- Born: 1934
- Died: Gunvor: 23 April 2014 Peter: 3 April 2017
- Occupation: Illustrators

= Peter and Gunvor Edwards =

Peter Edwards (1934 – 2017) and Gunvor Edwards (1934 – 2014) were two Swedish-English impressionistic artists known for illustrating several of The Railway Series books by the Rev.
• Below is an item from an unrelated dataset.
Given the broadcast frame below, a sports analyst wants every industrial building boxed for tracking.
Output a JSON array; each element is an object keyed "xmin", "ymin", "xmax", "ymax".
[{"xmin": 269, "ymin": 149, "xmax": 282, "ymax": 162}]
W. Awdry from 1963 to 1972. Gunvor died at the age of 80 on 23 April 2014 from dementia, and Peter died at the age of 83 on 3 April 2017 from cancer.

== The Railway Series books ==

After John T. Kenney resigned from the Railway Series due to failing eyesight, editor Eric Marriot decided to ask Swedish-born artist Gunvor Edwards to see whether she would try her hand at some illustrations for the latest book, Stepney the "Bluebell" Engine. Gunvor accepted the commission and decided to start with a complex illustration, the Diesel standing alongside the other engines in their shed.

However, Gunvor had difficulty with the small space she was required to work with (about ten by six inches) and soon realised that duplicating the work of previous illustrators was not going to be easy. So, she turned to her husband, Peter, who was, as he put it, "trying to be a 'serious' artist". And although he was no more able to imitate earlier work in the Railway Series any better than his wife, both Marriot and the Reverend W. Awdry were satisfied with his pictures. Although Edwards' style was more impressionistic than that of any previous Railway Series artist, Wilbert liked his work because he drew from life and "obviously had an affection for the characters".

They illustrated the books:

- Stepney the "Bluebell" Engine
- Mountain Engines
- Very Old Engines
- Main Line Engines
- Small Railway Engines
- Enterprising Engines
- Oliver the Western Engine
- Duke the Lost Engine
- Tramway Engines

== Inspiration ==

Edwards often went on location to sketch real locomotives and landscapes to get inspiration for illustrations. "At a time in our life", said Edwards, "of short funds and few breaks, the family had an excuse to explore the Welsh Coast, Lakeland, Cornwall and Devon, Sussex and Kent with a steam trip to cap it all!" This kind of dedication impressed the author; as he recalled, "Peter was so keen on getting authentic drawings of the locomotives that he went down to Llanberis in January to visit workshops of the Snowdon Mountain Railway".

== Working life ==

Edwards continued as illustrator up until 1972 with the publication of the final book in the series, Tramway Engines. He even illustrated the "Surprise Packet" in 1971 at a time when Awdry had writer's block. Peter also did the box art for the 1965 Meccano Percy set. It is thought that his illustrations were of some inspiration to Edgar Hodges in his illustrations of the 1979 and 1980 annuals.

Peter Edwards often worked for the Central Office of Information as an illustrator and sculptor.

Peter worked with museum and exhibition designer Neal Potter on several projects including the British Pavilion at Expo'85 in Japan, London's Museum of the Moving Image and the Root Zone at the RHS.